The promotion of policies towards administrative and financial reforms that have been advanced for more than three and a half years by the Koizumi Administration has now reached a critical juncture in the guise of the decisive push towards privatization of the Japan Highway Public Corporation. All eyes are focused on how the Administration will persuade those opposing forces within the ruling Liberal Democratic Party to support the move, or whether the prime minister will submit a privatization bill at his own discretion and force its passage through the Diet.

Meanwhile, in late March, the Ministry of Internal Affairs and Communications (MIC) drew up new guidelines for local administrative reforms, and notified them to local municipalities. The guidelines call for local governments to draw up a concentrated reform plan for the next 5-year period, aimed at local administrative reforms.
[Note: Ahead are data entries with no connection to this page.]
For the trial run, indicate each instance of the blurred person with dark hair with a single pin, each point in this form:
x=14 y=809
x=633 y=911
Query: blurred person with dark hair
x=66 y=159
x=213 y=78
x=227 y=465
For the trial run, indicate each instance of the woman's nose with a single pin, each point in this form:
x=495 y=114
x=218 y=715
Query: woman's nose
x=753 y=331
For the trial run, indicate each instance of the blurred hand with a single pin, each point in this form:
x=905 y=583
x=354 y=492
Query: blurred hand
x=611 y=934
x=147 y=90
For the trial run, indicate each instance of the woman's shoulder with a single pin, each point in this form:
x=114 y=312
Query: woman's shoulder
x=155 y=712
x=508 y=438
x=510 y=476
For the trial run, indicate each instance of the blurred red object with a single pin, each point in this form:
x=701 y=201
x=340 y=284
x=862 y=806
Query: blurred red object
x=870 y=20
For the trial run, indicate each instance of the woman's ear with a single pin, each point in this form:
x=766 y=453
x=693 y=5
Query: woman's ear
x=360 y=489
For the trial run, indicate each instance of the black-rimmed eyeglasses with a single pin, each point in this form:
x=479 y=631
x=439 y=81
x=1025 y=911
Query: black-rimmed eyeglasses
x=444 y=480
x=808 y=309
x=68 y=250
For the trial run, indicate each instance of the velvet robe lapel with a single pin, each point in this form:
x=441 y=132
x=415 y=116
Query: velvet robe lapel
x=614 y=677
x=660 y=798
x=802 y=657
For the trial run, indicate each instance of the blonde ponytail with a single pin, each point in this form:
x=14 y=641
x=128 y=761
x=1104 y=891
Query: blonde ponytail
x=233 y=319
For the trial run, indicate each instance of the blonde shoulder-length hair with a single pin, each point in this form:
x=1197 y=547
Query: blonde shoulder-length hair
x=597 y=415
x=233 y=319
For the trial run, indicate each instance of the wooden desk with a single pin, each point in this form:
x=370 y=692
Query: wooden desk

Indeed, local administrative reform is also one of the important challenges the Koizumi Administration faces.

The guidelines call for the formulation of a concentrated reform plan to be drawn up by the end of FY2005, covering the period up to FY2009, comprising measures such as rationalization of staff quota management, and rationalization of staff salaries including comprehensive examination of various allowances.

Regarding the total number of staff members, since there is a need to make reductions at rates surpassing the net reduction of the past 5 years (4.6%), the guidelines stipulate that clear-cut numerical targets be established for the next five years and that they be included in the staff quota rationalization plan.

Needless to say, the background to the notification of these guidelines was the Koizumi Administration's major policy of promoting administrative and financial reforms. Another factor, meanwhile, was the fierce criticism from the general public that erupted out in the wake of the recent exposure of lavish retirement packages decided by, and provided to, certain local government officials, as well as the inappropriate provision of allowances such as the provision of business suits to staff members.

A major trend being seen is to demand local municipalities to ensure efficiency and fairness and to enhance transparency through the promotion of e-government at the local level, to boost monitoring functions, and utilize administrative evaluation systems. Those calling for active disclosure of information on the part of municipalities that includes staff salaries and staff quotas, are becoming louder and more vociferous than ever before.

Moreover, MIC's Study Group on the Salary of Local Government Employees has called for the implementation of a special survey targeting a broader scope of private corporations that would provide material for comparing and studying the wage disparities between the public and private sectors.

Specifically, the survey will expand the scope of establishments to be surveyed, from the conventional "business office scale of 50 or more employees which belong to a company with 100 or more employees" to "business office scale of 30 or more employees which belong to a company with less than 100 employees." In response to this proposal by the Study Group, MIC plans to carry out a survey with several local municipalities in FY2005. This has been noted as another new move that could lead to a revision in government employees' salaries.

These series of moves provide a glimpse of the tactics employed by Prime Minister Koizumi, known for his quickness at seizing an opportunity and ably gauging public sentiment to best time an offensive.